When distillation is worth it
- You have a strong large model and need to deploy something far cheaper without starting accuracy over from zero.
- You are targeting phones, browsers, or edge devices where the teacher simply will not fit.
- You need lower latency or lower serving cost at scale, and a small student meets the quality bar.
- You want to transfer a specialized behavior, such as reasoning style, from a frontier model into an open, self-hostable one.
- You can pair distillation with quantization on the student for compounding size and speed wins.
Distillation is not free. You need a good teacher, training infrastructure, and a careful setup of temperature and loss weighting. The student's loss usually blends two terms: how well it matches the teacher's soft distribution and how well it still predicts the true hard labels, balanced by a weight you tune. Get that balance wrong and the student either ignores the teacher or overfits to it. The payoff, when tuned well, is a compact model that runs where the teacher never could.
Here is what most explainers leave out: the student does not always cap out below its teacher. In the "Born-Again Networks" study, Tommaso Furlanello and colleagues trained students with the exact same architecture as their teachers and found the students beat the teachers they copied, setting then state-of-the-art error rates on CIFAR-10 and CIFAR-100. So distillation is mainly a tool for cheap deployment of existing capability, but the assumption that a student can only ever approximate its teacher is wrong.
01What is knowledge distillation in simple terms?
It is training a small model to copy a big one. The small student learns from the large teacher's full predictions, not just the right answer, so it inherits much of the teacher's skill at a fraction of the size and cost.

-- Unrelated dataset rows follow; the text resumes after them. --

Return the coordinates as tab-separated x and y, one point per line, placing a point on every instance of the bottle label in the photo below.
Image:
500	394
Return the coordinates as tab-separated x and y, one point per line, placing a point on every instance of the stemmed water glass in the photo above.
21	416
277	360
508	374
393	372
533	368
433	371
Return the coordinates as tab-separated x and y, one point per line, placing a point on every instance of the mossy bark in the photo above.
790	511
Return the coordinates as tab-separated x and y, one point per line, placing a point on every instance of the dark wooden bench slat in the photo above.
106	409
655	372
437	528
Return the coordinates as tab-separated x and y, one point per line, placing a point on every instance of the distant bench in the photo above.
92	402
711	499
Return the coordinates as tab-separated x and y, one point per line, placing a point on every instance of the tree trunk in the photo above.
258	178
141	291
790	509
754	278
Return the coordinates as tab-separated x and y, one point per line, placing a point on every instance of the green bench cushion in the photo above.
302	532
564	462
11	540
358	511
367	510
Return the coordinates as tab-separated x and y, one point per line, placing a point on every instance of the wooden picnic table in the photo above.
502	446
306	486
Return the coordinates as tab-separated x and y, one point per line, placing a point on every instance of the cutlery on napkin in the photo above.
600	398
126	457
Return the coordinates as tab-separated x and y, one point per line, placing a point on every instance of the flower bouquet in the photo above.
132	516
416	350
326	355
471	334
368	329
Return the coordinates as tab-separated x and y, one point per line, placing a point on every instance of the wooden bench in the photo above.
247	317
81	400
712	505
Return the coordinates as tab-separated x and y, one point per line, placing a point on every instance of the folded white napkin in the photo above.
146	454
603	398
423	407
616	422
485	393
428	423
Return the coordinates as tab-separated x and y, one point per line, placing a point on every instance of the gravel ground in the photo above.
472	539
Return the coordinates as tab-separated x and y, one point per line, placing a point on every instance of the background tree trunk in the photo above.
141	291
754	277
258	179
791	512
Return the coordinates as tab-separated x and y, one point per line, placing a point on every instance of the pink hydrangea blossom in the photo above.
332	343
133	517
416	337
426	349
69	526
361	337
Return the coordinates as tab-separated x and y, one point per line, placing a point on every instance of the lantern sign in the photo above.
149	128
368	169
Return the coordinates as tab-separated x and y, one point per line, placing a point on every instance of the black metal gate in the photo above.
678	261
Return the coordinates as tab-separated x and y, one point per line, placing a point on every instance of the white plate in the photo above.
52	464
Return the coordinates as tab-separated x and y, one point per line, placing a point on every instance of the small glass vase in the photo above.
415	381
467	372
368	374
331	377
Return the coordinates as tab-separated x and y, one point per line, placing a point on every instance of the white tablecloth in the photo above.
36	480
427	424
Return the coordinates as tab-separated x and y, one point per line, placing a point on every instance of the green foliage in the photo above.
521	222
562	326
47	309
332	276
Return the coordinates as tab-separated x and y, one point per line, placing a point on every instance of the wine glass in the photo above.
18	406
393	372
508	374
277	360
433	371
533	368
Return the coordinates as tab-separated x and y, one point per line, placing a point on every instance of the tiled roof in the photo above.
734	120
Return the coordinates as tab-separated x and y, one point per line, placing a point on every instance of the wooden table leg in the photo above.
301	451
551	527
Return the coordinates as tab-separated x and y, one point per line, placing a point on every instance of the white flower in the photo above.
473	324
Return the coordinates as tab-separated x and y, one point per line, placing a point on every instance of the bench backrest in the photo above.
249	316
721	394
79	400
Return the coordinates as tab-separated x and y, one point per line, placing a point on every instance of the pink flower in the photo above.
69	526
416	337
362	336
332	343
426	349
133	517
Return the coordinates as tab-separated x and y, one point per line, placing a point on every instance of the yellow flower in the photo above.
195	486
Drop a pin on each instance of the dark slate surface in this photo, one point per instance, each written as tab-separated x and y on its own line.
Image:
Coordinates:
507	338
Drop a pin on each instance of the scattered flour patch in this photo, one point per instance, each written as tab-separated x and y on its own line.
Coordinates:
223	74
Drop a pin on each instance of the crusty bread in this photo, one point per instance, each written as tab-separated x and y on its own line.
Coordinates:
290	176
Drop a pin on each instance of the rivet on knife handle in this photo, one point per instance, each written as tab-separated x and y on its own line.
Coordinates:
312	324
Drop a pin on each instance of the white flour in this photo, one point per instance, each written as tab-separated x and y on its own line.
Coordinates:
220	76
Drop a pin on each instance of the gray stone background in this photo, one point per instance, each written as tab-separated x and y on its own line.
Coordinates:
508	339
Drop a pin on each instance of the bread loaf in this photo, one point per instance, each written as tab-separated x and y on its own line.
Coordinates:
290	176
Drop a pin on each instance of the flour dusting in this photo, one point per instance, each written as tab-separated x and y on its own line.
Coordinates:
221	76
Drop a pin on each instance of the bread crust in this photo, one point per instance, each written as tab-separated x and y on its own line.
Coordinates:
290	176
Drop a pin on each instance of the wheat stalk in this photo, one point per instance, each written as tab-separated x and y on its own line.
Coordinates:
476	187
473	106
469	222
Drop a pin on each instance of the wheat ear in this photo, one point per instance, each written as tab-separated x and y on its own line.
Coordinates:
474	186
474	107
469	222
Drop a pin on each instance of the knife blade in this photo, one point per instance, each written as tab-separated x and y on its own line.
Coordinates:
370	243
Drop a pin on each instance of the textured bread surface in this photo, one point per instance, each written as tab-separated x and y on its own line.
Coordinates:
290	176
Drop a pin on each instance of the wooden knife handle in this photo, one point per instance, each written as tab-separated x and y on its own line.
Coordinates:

02Distillation vs quantization: what is the difference?
Quantization keeps the same model and stores its numbers at lower precision to save memory. Distillation trains a brand-new, structurally smaller model that learned from the original. One reduces precision; the other reduces size by retraining. They are often combined.
03What is temperature in knowledge distillation?
Temperature is a training-time knob that softens the teacher's output distribution. Raising it flattens the probabilities so the small, informative values for non-winning classes grow large enough for the student to learn from. After training, the student runs at normal temperature.
04What are soft labels versus hard labels?
A hard label is one correct class, like "cat." A soft label is the teacher's full probability spread across all classes, such as 90% cat, 7% dog. Soft labels reveal how the teacher relates classes, which teaches the student more per example.
05Is knowledge distillation the same as fine-tuning?
No. Fine-tuning adapts a model's weights to a task without shrinking it, while distillation trains a new, smaller model to copy a larger one. They can combine: training a student on a teacher's generated outputs is a form of fine-tuning used for distillation, which is how DeepSeek built its distilled R1 models.